Heath, History p. 354: Proclus (410-485, an Athenian philosopher, head of the Platonic school) on Eucl. I, p. 68-20:
Not much younger than these is Euclid, who put together the Elements, collecting many of Eudoxus's theorems, perfecting many of Theaetetus's, and also bringing to irrefragable demonstration the things which were only somewhat loosely proved by his predecessors. This man lived in the time of the first Ptolemy. For Archimedes, who came immediately after the first, makes mention of Euclid; and further they say that Ptolemy once asked him if there was in geometry any shorter way that that of the Elements, and he replied that there was no royal road to geometry. He is then younger than the pupils of Plato, but older than Eratosthenes and Archimedes, the latter having been contemporaries, as Eratosthenes somewhere says.
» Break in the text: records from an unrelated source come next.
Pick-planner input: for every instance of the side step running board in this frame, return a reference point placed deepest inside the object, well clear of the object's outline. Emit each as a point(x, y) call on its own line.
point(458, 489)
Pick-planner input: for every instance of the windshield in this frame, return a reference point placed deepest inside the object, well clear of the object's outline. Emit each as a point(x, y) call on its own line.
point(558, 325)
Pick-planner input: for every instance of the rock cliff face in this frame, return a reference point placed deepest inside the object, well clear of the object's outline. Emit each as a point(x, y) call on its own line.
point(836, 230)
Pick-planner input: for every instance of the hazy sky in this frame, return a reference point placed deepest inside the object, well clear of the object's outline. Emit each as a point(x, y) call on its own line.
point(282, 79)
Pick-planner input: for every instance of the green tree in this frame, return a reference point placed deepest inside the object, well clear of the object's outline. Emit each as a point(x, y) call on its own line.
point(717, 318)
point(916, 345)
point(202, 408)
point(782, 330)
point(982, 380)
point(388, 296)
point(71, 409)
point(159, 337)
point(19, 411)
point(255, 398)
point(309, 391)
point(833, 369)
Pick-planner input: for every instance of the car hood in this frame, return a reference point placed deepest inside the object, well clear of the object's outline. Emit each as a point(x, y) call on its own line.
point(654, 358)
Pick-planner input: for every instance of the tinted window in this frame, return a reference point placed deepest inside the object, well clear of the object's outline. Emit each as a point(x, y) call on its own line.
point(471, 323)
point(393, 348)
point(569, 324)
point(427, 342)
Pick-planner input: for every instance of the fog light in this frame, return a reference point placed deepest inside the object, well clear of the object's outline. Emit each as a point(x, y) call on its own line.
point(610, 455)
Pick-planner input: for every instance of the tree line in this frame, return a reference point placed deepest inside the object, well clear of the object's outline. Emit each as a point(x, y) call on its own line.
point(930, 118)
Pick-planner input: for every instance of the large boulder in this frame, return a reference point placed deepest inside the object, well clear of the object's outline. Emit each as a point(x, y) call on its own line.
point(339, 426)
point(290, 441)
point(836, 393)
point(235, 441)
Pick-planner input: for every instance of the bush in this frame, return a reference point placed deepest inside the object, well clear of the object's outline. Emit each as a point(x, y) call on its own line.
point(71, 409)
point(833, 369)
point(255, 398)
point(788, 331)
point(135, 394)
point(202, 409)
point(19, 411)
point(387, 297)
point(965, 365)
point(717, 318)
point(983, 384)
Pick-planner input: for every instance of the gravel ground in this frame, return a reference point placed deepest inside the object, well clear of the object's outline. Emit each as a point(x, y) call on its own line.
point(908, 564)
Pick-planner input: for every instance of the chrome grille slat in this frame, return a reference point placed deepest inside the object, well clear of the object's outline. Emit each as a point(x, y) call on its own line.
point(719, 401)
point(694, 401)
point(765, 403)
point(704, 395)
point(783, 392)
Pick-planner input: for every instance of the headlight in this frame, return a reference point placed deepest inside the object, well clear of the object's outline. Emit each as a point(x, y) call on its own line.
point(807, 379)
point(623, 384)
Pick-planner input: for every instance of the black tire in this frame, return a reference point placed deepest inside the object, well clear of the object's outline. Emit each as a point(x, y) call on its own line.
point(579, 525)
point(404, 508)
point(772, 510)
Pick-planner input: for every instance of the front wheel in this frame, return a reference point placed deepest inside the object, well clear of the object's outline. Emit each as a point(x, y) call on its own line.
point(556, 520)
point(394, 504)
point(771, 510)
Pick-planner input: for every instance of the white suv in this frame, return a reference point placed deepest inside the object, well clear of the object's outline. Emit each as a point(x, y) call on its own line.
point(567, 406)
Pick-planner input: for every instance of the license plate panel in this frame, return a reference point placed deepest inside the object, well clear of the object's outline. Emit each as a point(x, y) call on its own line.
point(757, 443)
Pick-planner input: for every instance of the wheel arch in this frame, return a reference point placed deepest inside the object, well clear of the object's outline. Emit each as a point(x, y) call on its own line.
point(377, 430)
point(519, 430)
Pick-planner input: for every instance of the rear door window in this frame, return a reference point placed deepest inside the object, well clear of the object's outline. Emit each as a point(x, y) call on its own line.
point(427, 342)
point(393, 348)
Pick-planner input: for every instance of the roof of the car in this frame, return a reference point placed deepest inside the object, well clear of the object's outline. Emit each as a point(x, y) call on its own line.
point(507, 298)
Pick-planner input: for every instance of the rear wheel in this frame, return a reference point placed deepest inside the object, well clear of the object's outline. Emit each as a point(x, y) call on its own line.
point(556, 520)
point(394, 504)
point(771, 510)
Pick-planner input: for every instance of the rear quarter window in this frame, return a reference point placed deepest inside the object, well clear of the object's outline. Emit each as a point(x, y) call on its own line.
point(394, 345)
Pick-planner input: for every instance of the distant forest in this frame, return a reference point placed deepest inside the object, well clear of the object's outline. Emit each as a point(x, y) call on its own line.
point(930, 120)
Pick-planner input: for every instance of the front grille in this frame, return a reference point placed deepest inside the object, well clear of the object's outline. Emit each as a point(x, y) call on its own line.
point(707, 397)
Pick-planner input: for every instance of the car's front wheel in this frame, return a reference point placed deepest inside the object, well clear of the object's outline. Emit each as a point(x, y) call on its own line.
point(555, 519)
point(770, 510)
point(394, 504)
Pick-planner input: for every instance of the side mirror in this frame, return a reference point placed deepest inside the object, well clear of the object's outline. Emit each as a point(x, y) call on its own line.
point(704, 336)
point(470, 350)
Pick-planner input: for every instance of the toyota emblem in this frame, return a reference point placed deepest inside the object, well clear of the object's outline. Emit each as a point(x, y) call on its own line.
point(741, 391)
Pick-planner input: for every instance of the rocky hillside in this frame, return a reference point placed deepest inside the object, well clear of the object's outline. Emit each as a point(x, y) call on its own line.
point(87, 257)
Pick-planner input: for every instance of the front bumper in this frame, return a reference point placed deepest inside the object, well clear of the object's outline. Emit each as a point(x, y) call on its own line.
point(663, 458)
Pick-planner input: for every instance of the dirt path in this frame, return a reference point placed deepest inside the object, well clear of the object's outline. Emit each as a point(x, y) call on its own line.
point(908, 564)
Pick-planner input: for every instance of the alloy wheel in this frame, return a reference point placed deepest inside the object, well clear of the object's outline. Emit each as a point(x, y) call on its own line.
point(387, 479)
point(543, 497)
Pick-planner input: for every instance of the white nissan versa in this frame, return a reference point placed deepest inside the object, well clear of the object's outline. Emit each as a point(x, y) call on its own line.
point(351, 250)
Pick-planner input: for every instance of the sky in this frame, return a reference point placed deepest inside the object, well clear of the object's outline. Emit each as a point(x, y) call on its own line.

(Plato died 347 B.C.; Archimedes lived 287-212 B.C.)Heath, History p. 357: Latin author, Stobaeus (5th Century A.D.):
someone who had begun to read geometry with Euclid, when he had learnt the first theorem, asked Euclid, "what shall I get by learning these things?" Euclid called his slave and said, "Give him threepence, since he must make gain out of what he learns."
Sarton, p. 19: Athenian philosopher, Proclus (410 A.D. - 485): Ptolemy I, king of Egypt, asked Euclid "if there was in geometry any shorter way than that of the Elements, and he answered that there was no royal road to geometry."
Heath, History p. 355: Arabian author, al-Qifti (d. 1248):
Euclid, son of Naucrates, and grandson of Zenarchus, called the author of geometry, a philosopher of somewhat ancient date, a Greek by nationality, domiciled at Damascus, born at Tyre, most learned in the science of geometry, published a most excellent and most useful work entitled the foundation or elements of geometry, a subject in which no more general treatise existed before among the Greeks: nay, there was no one even of later date who did not walk in his footsteps and frankly profess his doctrine... For this reason the Greek philosophers used to post up on the doors of their schools the well-known notice, "Let no one come to our school, who has not first learnt the elements of Euclid."
Heath notes that ancient Arabian scholars describe many important Greek scholars as Arabian.
Heath, History p. 356: Pappus (end of 3rd Century A.D.): Apollonius [another mathematician] "spent a very long time with the pupils of Euclid at Alexandria"; also: "The four books of Euclid's Conics were completed by Apollonius, who added four more and gave us eight."
Heath, The Thirteen Books of the Elements, p. 6: The Arabians pronounced Euclides "Uclides" and thought his name came from two Arabic words: Ucli, which means "key," and Dis, which means "measurement." They thought Euclid's name meant, essentially, "key to geometry."